The women on the bench watched this all, the first two smiling indulgently, but the dumpy one frowning. “Why did you adopt a colored baby?” she asked.
Ally stared at the woman for a moment, still with both hands on her daughter, then looked off to the empty spot where the mansion had been, where all that was left was a bare scrape of rocky earth run through with tractor-tire marks.
“She’s half Caucasian and half Indian,” Ally said. “And she isn’t adopted.”
“Couldn’t you get a white baby?” the woman said.
Linda turned and gave the woman her most withering look.
“Linda, don’t,” Ally said. And as Brett and Kath and their children, too, arrived at the bench, Ally said, “I’m taking Hope down the baby slide. Anyone want to come?”
The whole lot of us, without so much as a backward glance at the obnoxious woman on the bench, swarmed together onto the playground. I held Hope as Ally climbed the three little steps up the baby slide and sat at the top. I handed her daughter to her then, and we all cheered wildly together as Ally, with Hope firmly in her lap, slid down the little slide.
THE ARRIVAL OF Michelangelo’s Ghost in bookstores
did not make the headlines for Saturday, September 2, 1972—that honor went to Bobby Fischer, who beat Boris Spassky to become the first American world chess champion—but it sure was exciting for me. Kath and Linda were at the Stanford Mall that afternoon when Linda spotted it, right there on the front table by the door at Books Inc. She screamed, literally screamed, so that everyone in the store turned to look, and she picked up the book and held it high over her head. “This is a great book,” she said, loud enough for half the mall to hear. “A really great book. You all should buy it.”
“It was so dried-apple darn funny I nearly wet my drawers,” Kath said. “It’s a good thing Linda’s about kin to Doris Day or they’d have called the police to haul her away.”
They called me from the pay phone outside Macy’s—the twins in the background asking if they couldn’t get ice cream now and Linda shushing them, saying yes, ice cream in just a minute, but girls, that’s Frankie’s book, that’s Mrs. O’Mara’s book! When I arrived, with Danny and Mags and Davy in tow, I was too excited to see the book right in front of me. When I did, finally, I just started bawling, tears streaming, and there was nothing I could do to stop them. Danny, tearing up, too, wrapped me up in a big hug and spun me around the way he had on our wedding day, while everyone in the store turned to stare.
“It’s her first novel,” Kath explained. “It’s the first time she’s seen it. You folks sure would tune up, too, if you were lucky enough to be her.”

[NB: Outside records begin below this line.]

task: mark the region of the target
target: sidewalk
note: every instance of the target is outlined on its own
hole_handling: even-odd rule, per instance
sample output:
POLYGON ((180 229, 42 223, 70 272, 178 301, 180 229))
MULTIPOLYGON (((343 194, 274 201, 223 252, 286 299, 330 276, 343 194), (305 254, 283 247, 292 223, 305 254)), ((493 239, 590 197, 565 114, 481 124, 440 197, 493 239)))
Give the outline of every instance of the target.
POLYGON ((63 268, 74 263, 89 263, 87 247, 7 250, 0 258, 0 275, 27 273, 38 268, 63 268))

“Dream-come-true time,” Linda said.
Two newspaper reviews of my novel came out that week. The Chicago Sun-Times called me “a writer to watch,” and my dad’s hometown Iowa paper said I “deftly explored the dark underside of religion in general and the Catholic Church in particular, while delivering a compelling story about the redeeming power of friendship.” My dad started carrying his copy of Michelangelo’s Ghost with him wherever he went, and I got a lovely note from Sister Josephine saying, “I’m so very proud to see you are using those gifts we once spoke of” and mentioning nothing about any dark underside of anything, religious or otherwise.